La CE a saisi cette réforme pour élaborer, dans le cadre du Règlement sur « les mesures de marché », un projet d’acte délégué qui fixe les règles de détermination du prix d’entrée des fruits et légumes dans l’Union européenne
Après son adoption par la Commission Agriculture au Parlement européen, le 07 avril 2014, cet acte délégué a été entériné de manière définitive par les Ministres européens de l’Agriculture réunis lors du Conseil « Agriculture et Pêche », le 14 avril 2014.
Cette réforme, dont l’entrée en vigueur est fixée pour le 1er octobre 2014, prévoit des modalités plus contraignantes en ce qui concerne la détermination de prix d’entrée et réduit considérablement la marge de flexibilité quant à l’utilisation des méthodes de calcul du prix d’entrée. Elle aura un impact négatif sur les exportations marocaines concernant certains produits, notamment la tomate.
La flexibilité dans l’utilisation des méthodes de calcul du prix d’entrée prévues jusqu’à présent a été vivement critiquée par certains syndicats agricoles européens du sud, notamment espagnols, qui reprochaient son «utilisation abusive» par les opérateurs marocains, et l’inefficacité de ce mécanisme pour la régulation du marché européen de la tomate, notamment celle originaire du Maroc.
Ces groupes d’intérêts exerçaient, depuis 2007, une forte pression sur la Commission européenne à travers le Parlement européen pour obtenir une réforme du système des prix d’entrée. C’est ainsi que la résolution votée par le Parlement européen (PE), en février 2012, à l’occasion de la ratification de l’Accord Agricole Maroc-UE a appelé la Commission européenne à réformer ce mécanisme.
Système du prix d’entrée
Le marché européen constitue une destination privilégiée pour les exportations marocaines de fruits et légumes et ce, malgré l’application d’un régime douanier spécifique basé sur le système du prix d’entrée, introduit en 1994 par la Commission européenne.
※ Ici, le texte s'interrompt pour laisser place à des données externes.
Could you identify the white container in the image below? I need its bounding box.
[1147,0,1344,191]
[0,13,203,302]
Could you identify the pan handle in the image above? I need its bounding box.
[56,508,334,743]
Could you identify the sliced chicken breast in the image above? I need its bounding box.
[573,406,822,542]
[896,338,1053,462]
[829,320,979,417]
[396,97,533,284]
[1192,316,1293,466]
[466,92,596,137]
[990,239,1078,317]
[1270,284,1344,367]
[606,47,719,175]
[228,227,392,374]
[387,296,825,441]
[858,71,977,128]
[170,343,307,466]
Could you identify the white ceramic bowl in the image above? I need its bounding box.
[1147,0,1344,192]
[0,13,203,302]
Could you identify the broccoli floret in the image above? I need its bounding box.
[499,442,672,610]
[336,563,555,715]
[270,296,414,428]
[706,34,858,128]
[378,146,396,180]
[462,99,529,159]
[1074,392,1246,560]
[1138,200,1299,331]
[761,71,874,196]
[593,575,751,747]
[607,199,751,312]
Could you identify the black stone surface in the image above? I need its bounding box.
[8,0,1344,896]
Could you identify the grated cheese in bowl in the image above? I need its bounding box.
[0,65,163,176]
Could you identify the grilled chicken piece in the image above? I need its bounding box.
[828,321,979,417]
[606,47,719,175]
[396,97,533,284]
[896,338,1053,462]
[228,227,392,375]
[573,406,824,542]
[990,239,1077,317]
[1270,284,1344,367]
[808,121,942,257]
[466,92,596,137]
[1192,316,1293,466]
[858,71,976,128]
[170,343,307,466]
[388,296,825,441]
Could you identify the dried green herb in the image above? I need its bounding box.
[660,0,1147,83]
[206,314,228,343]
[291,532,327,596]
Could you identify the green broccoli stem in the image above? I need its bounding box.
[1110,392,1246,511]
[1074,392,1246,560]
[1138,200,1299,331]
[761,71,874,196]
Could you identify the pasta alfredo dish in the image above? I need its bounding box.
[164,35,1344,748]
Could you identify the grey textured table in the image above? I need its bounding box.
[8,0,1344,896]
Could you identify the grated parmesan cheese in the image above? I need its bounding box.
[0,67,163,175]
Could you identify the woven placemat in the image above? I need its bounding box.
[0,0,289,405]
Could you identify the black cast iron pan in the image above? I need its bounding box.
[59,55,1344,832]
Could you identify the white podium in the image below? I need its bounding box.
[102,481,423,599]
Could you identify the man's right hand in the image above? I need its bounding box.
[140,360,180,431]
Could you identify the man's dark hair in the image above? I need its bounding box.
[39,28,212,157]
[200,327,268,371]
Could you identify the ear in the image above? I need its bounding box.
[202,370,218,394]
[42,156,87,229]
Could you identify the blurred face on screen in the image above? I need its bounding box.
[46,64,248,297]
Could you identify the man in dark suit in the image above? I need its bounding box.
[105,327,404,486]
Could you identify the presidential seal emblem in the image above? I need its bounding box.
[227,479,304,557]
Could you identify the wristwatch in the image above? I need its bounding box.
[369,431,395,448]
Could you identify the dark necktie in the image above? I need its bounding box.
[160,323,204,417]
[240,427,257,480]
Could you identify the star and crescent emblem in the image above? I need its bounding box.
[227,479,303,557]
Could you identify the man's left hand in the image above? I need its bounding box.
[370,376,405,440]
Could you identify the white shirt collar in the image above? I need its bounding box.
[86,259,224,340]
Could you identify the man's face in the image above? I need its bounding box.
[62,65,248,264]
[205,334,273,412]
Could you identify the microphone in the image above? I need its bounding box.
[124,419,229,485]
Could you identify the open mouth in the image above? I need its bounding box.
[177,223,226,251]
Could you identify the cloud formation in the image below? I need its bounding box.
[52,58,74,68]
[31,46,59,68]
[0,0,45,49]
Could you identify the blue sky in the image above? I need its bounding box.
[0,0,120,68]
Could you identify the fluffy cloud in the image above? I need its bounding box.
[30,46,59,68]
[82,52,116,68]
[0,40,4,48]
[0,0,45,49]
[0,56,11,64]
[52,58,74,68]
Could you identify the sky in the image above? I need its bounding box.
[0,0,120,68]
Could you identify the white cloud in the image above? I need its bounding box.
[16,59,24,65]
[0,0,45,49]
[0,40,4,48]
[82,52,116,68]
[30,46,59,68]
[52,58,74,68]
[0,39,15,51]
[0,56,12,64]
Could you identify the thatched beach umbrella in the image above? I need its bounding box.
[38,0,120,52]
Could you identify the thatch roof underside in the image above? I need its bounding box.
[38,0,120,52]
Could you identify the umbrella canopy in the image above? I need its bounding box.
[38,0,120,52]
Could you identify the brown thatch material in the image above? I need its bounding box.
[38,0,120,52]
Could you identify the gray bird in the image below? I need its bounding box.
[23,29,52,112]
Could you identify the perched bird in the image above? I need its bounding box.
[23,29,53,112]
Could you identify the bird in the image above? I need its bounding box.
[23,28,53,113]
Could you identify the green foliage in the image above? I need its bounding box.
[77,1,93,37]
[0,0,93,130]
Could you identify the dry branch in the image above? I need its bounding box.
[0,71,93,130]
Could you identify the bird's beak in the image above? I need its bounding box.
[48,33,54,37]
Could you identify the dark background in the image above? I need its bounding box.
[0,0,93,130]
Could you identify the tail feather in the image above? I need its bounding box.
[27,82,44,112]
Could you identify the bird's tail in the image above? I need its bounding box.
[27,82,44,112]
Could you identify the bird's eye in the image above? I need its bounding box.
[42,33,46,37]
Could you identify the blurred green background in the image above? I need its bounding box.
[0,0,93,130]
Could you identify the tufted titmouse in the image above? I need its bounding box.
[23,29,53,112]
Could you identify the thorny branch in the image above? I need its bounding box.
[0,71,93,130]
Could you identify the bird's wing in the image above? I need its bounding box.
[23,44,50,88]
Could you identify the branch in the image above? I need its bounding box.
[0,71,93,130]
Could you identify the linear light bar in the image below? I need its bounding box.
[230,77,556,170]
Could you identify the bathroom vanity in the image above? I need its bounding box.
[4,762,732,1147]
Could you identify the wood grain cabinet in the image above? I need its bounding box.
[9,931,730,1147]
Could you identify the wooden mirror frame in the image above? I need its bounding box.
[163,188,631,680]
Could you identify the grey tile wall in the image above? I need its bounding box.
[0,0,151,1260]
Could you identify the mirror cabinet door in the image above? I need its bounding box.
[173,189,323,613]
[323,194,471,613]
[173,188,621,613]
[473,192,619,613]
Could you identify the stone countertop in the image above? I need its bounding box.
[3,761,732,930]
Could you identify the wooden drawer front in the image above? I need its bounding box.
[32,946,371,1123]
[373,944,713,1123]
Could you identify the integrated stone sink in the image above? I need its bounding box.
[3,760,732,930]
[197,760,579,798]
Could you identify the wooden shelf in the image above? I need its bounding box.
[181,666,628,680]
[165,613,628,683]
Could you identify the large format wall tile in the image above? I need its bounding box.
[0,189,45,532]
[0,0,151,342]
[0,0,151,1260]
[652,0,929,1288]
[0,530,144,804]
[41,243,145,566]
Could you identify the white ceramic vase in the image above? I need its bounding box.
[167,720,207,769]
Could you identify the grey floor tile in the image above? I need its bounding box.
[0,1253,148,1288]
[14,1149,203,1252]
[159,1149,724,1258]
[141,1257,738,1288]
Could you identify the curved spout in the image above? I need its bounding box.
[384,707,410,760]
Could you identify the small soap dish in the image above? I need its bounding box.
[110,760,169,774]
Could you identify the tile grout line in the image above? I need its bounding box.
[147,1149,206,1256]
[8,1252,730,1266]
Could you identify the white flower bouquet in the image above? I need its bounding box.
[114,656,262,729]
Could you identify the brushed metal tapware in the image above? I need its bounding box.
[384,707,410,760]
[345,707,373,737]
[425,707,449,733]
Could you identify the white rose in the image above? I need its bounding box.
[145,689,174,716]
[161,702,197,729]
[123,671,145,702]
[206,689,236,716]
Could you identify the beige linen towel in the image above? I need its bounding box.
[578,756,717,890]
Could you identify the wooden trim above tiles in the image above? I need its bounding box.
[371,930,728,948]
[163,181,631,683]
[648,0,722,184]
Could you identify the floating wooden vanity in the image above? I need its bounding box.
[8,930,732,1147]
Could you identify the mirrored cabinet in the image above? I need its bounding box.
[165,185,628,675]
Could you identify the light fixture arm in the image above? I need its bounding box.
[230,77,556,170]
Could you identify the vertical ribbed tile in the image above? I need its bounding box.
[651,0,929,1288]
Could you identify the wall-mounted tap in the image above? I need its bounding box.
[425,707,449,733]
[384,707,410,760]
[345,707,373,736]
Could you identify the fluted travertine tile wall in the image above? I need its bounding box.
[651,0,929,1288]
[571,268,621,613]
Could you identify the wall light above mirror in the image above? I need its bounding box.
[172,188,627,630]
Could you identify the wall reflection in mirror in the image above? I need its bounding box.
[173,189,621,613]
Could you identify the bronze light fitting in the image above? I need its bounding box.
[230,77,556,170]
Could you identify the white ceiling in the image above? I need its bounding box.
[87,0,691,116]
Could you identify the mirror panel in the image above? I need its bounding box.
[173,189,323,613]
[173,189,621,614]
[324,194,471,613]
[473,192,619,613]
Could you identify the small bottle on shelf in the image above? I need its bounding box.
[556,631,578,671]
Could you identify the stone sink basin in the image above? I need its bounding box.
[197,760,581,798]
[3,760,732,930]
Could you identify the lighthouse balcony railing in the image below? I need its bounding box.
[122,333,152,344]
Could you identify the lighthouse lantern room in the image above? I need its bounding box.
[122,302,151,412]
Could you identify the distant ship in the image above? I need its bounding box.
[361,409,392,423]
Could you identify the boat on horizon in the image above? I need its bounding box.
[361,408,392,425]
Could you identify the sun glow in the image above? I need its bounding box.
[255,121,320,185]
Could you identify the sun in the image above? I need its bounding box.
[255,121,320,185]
Ledit système vise à protéger les filières agricoles européennes contre des importations à bas prix, à travers la mise en place de prix minimums d’importations. Ainsi, un prix d’entrée inférieur au prix d’entrée réglementaire entraînerait le paiement de droits de douanes additionnels, dénommés « droits spécifiques additionnels » ou « équivalents tarifaires ».
La détermination de la méthode de calcul de la valeur du prix d’entrée est laissée au choix de l’importateur selon les trois options suivantes :
sur la base du prix FOB des produits dans le pays d’origine, augmenté des frais d’assurance et de transport jusqu’aux frontières du territoire douanier de la communauté, dans la mesure où ce prix et ces frais sont connus au moment de la déclaration de mise en libre pratique des produits ;
sur la base de la valeur fondée sur le prix unitaire correspondant aux ventes dans la Communauté des marchandises importées ou de marchandises identiques ou similaires importées totalisant la quantité la plus élevée ainsi faites des personnes non liées aux vendeurs;
sur la base de la Valeur Forfaitaire à l’Importation (VFI) calculée quotidiennement par la Commission sur la base d’une moyenne pondérée à partir des prix représentatifs pour les importations de produits par origine communiqués par les États membres.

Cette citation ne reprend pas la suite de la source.